Imam Thahir, Ketua DRD Kabupaten Bondowoso (Foto : Muhlis/Jatimtimes )
Imam Thahir, Ketua DRD Kabupaten Bondowoso (Foto : Muhlis/Jatimtimes )

Ketua Dewan Riset Daerah (DRD) Kabupaten Bondowoso, KH. Imam Thahir mengaku tidak pernah menolak keberadaan DRD pada saat ia masih menjabat sebagai anggota DPRD Bondowoso.  

Hal itu dikatakan menyusul adanya sejumlah pihak yang menyebut bahwa KH. Imam Thahir tidak konsisten dengan pernyataannya. 

"Saya tidak pernah mengatakan menolak keberadaan DRD waktu saya masih menjadi anggota dewan. Saya hanya menanyakan tentang kontribusi dan eksistensi DRD saat itu. Jika saat ini saya menjadi bagian dari DRD, itu tak lain karena saya dan partai saya adalah salah satu bagian yang mendukung pemerintah saat ini.  Tentu saya ingin memberikan yang terbaik untuk kepentingan masyarakat Bondowoso, " ujarnya.

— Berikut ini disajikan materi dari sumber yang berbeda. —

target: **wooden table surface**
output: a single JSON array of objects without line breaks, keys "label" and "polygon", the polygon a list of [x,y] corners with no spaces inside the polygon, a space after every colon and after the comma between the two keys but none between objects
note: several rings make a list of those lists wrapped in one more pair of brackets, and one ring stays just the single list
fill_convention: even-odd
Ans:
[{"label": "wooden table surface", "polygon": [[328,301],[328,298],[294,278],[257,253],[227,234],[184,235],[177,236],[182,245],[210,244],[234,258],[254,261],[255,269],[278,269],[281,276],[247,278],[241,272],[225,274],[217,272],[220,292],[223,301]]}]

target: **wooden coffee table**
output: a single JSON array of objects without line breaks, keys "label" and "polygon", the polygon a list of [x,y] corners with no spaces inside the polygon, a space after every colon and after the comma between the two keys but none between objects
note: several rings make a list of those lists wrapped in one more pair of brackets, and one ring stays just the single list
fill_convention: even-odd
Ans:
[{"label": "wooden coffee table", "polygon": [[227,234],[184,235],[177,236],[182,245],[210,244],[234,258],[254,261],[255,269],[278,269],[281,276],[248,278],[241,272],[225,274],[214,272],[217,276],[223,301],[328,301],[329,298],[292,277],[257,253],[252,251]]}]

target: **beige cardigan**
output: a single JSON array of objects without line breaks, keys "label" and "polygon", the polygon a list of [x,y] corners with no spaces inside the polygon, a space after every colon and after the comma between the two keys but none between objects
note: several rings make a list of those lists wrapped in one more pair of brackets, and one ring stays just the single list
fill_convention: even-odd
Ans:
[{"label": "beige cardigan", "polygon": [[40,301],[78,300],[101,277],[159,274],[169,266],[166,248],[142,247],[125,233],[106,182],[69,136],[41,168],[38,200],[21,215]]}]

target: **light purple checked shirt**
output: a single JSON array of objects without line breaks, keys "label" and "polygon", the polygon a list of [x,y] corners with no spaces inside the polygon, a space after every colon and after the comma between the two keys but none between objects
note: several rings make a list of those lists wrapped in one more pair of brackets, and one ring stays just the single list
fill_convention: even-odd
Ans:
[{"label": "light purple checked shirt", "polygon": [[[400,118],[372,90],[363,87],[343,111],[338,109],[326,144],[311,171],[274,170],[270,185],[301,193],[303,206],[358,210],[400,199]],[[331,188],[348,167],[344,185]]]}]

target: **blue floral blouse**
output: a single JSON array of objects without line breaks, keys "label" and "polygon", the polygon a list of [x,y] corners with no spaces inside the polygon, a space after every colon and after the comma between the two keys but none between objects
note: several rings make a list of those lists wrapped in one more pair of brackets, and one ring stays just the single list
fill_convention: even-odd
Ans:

Menurut Thahir, DRD memiliki tugas untuk membantu pemerintah daerah yang salah satunya adalah percepatan pembangunan sebagaimana visi dan misi bupati Salwa. Pihaknya akan melakukan inovasi dan pakaian agar pemerintahan saat ini dapat melaksanakan tugasnya dengan baik.

"Kita telah menyusun naskah Jakarta, yakni program strategis pembangunan daerah. Kita sudah bekerja kok. Liat saja nanti hasilnya,"ujar mantan anggota DPRD ini.

Sementara itu, Koordinator LSM Jaka Jatim, Jamharir mengatakan bahwa semua pihak masih ingat terkait penolakan KH. Imam Thahir atas keberadaan DRD waktu itu. Namun demikian hal itu tak penting diperdebatkan karena saat ini kyai Thahir sudah menjadi bagian dari DRD dan harus bekerja dengan optimal.

"Sebab DRD memiliki posisi sangat strategis, dengan DRD pemerintah kabupaten bisa mengidentifikasi semua persoalan daerah dengan pendekatan saintefik, pendekatan ilmu pengetahuan dan tekhnologi. Dari Kajian yang di lakukan di DRD, Pemerintah dapat menguarai semua persoalan itu,"katanya.

DRD bertugas untuk menentukan skala prioritas Agenda Riset Daerah. Dengan  ARD di maksud, Bappeda dan OPD bisa menindaklanjuti menjadi riset daerah, tentu dengan melibatkan pihak ketiga, terutama dengan Perguruan Tinggi atau lembaga penelitian yang kapabel.

"DRD harus nirpolitik, DRD harus lepas dari kepentingan politik. DRD harus berpihak pada ilmu pengetahuan dan kepentingan masyarakat secara umum bukan kepentingan elit politik. Saya melihat dari apa yang disampaikan oleh kyai Thahir bahwa beliau masih membawa baju politik ke ranah DRD.  Ini tidak boleh, haram menurut ukuran politik, " jelasnya.

Personel DRD, kata Jambarir adalah orang yang punya kapasitas dan kapabilitas, terutama mereka yang memiliki latar belakang pendidikan yang cocok dengan kebutuhan daerah dan kebutuhan pembangunan daerah. 

"Hasil kajian DRD akan menjadi acuan pemerintah daerah, terutama bupati untuk menentukan skala prioritas program pemerintah daerah. Karena itu, DRD adalah wajah bupati. Dapur Bupati. Dari DRD bupati mempertimbangkan skala prioritas pembangunan daerah,"ujarnya.

Jamharir menambahkan bahwa sistematika kerja DRD harus objektif dan terukur, karena itu harus terbuka ke publik. Apa yang akan mereka lakukan dan apa yang sedang mereka lakukan.